Smoke Sauna Sisterhood Estonie, France, Islande 2023 – 89min.
Critique du film
Féminité, chaleur et intimité
Au cœur du premier long-métrage documentaire d’Anna Hints, des prises de parole de femmes, récoltées dans un lieu singulier. Une œuvre unique à plusieurs égards, mais notamment, car aucun homme n’apparaît jamais à l’écran.
Une petite maison perdue en pleine brousse estonienne, dans une de ses salles, un sauna. Au fil des saisons, des femmes s’y rejoignent. Elles profitent de la nature et de la chaleur étouffante du sauna. Dans leur plus simple appareil, elles s’y racontent leurs histoires les plus intimes : de la violence que les femmes s’infligent entre elles, de pouvoir envisager son corps sans considérer le regard masculin, de subir une agression sexuelle, et de bien d’autres éléments constitutifs de l’être au monde féminin contemporain.

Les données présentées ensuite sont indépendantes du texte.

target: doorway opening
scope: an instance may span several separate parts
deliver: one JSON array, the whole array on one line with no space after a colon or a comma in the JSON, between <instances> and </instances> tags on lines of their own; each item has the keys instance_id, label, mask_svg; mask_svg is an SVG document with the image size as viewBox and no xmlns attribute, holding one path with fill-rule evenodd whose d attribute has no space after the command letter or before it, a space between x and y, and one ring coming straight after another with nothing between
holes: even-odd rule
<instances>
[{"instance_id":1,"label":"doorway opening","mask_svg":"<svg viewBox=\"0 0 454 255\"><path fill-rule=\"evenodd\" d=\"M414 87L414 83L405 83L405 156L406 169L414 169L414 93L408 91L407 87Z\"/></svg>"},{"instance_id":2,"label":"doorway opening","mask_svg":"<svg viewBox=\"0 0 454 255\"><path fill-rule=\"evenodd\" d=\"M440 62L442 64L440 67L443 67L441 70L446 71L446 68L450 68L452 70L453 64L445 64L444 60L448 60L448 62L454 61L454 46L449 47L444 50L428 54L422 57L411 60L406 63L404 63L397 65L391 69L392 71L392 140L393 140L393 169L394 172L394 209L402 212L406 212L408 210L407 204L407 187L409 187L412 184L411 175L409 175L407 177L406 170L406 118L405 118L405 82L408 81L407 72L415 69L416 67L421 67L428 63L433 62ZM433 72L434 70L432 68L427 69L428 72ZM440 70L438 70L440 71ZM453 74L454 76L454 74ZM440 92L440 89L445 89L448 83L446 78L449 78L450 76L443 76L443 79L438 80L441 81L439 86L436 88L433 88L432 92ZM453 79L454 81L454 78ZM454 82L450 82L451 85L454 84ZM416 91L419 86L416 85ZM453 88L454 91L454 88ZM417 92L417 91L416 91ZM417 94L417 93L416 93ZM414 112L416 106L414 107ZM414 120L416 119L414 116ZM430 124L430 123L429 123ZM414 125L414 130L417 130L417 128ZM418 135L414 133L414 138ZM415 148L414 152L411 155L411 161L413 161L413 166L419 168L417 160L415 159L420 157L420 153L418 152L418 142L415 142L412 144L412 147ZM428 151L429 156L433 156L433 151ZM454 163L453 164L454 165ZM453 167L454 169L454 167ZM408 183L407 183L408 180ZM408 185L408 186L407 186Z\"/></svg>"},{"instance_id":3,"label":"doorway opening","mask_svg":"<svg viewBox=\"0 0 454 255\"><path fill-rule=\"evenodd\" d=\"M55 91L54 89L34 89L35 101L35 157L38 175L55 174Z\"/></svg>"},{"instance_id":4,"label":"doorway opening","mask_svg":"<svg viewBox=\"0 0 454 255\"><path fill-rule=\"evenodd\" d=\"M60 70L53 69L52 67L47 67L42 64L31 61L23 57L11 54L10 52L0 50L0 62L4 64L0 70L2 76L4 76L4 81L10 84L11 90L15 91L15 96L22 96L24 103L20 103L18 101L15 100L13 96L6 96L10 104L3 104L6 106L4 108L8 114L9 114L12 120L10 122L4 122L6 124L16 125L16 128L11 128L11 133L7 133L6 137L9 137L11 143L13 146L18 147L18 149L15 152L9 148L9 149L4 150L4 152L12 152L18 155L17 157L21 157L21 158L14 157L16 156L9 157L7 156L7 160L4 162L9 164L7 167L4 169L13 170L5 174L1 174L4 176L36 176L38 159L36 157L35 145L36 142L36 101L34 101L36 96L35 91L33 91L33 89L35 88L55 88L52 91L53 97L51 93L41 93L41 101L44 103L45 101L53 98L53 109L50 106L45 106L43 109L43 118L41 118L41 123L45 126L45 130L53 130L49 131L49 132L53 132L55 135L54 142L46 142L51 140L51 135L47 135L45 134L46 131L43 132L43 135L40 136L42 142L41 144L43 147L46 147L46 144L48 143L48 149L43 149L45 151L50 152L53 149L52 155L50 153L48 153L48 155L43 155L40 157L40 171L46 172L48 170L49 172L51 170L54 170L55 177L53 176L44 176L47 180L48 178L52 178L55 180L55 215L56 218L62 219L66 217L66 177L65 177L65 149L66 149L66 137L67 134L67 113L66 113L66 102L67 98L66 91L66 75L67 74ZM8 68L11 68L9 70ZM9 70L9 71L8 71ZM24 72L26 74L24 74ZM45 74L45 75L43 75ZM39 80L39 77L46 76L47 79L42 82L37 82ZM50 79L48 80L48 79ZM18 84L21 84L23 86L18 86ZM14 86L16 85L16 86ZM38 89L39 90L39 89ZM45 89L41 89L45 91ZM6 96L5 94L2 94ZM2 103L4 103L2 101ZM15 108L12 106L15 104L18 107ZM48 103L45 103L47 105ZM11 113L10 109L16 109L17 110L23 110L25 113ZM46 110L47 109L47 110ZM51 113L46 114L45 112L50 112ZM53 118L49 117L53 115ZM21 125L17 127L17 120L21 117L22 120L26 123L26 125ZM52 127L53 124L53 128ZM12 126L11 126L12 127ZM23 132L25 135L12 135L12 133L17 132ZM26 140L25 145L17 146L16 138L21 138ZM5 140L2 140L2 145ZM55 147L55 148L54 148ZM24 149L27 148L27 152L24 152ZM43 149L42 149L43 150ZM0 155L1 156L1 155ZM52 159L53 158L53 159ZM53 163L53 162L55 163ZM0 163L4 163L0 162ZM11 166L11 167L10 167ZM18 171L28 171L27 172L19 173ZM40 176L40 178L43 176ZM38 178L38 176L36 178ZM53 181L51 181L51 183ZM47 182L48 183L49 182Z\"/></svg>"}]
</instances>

Un résumé simple pour un film à la structure simple. Il alterne entre des séquences d’ambiance dans la nature, majoritairement muettes, où les corps déambulent dans l’espace, et d’autres plus introspectives, dans le sauna : une personne raconte son expérience, entourée d’oreilles attentives, qui parfois interagissent. Ce dispositif épuré est, en tout cas dans un premier temps, tout à fait convaincant.
Ce notamment grâce à la qualité des prises de parole sélectionnées : drôles, touchantes et éclairantes. Et, bien que ces interventions soient éminemment intimes et racontées dans la nudité la plus totale, le film sait nous préserver de l’impression gênante d’être en train de pénétrer dans un espace trop personnel, dans lequel nous ne devrions pas être. Sûrement car il fait le choix de ne pas dévoiler la majorité des visages des intervenantes, tout comme il ne nous révèle pas leurs noms, prénoms, métiers, etc. Anna Hints trouve un équilibre fin, contrebalance cette grande intimité par une pudeur nécessaire.
Éléments rares dans le genre documentaire, les moments d’expérimentation esthétique et autres envolées abstraites sont ici monnaie courante. C’est principalement durant les scènes en extérieur que l’on y assiste : caractérisés par leur maîtrise et leur liberté esthétique, ils donnent au métrage une atmosphère unique, un rythme planant, embrumé d’une fumée humide et mystique. Dits dans cette ambiance – dans laquelle le travail sonore, sur le bruit de l’eau notamment, est crucial – les propos récoltés gagnent en ampleur, sont d’autant plus vibrants, vivants : cette esthétique sensorielle leur donne corps.
Mais cette structure répétitive peine, à la longue, à attirer encore notre attention, ne nous donnant que trop peu de sentiment d’évolution. L’on a beau y voir les saisons passer, changer alors que le film se déploie, la prédictibilité de son programme finit par ternir ce monde intime, mystique et sensoriel, si bien fabriqué, d’une indésirable impression d’inertie.